The mkreports package makes it easy for you to write complex reports in mkdocs including tables, graphics and programmatically defined output using only python scripts. No Jupyter notebooks or workarounds such as jupytext are needed.

This methods works seamlessly with complex codebases, encourages modularity and re-useability of code.

Below is an example of a simple page. However, the documentation for this package is also created with mkreports. The code can be found in the documentation.

Quickstart

It is very easy to create new reports and pages. Below an example that creates a report in the example_report directory and creates one page quickstart in which a table and a plot of some data is shown together with the code used to create those items.

import pandas as pd
import plotnine as p9
from mkreports import Report
from plotnine.data import mtcars

report = Report.create("example_report", report_name="Mkreports documentations")

p = report.page("quickstart")

p.H1("Quickstart")

p.P(
    """
    First, below the code that was used to create this page.
    It is a very brief example of an page with a table and an image
    as well as some text, like here.
    """
)

p.CodeFile(__file__)

p.P(
    """
    We are quickly analyzing the mtcars dataset
    that is included with plotnine.
    """
)

with p.H2("Data as a table"):

    p.Tabulator(mtcars, add_header_filters=True, prettify_colnames=True)

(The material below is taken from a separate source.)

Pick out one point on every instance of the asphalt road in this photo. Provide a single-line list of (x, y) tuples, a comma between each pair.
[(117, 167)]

with p.H2("Some simple plots"):

    p.Image(
        (
            p9.ggplot(mtcars, p9.aes("wt", "mpg", color="factor(gear)"))
            + p9.geom_point()
            + p9.stat_smooth(method="lm")
            + p9.facet_wrap("~gear")
        )
    )

Now change to the folder example_report and run

mkdocs serve

and go to that page. The report will be shown in the browser. As the development server of mkdocs supports automatic reload, as you run code, it will update automatically. This is particularly convenient when running the IPython extension for interactive analyses.

Why write this package?

First of all, because developing it is fun to do. It is a very nice challenge to provide a user friendly interface that provides a lot of flexibility.

Another reason was to provide a highly modular and flexible way to create reports in markdown that can contain fragments obtained in computation. The main tool in this space is Jupyter Notebooks at the moment, but hopefully this tool can provide an alternative in certain settings.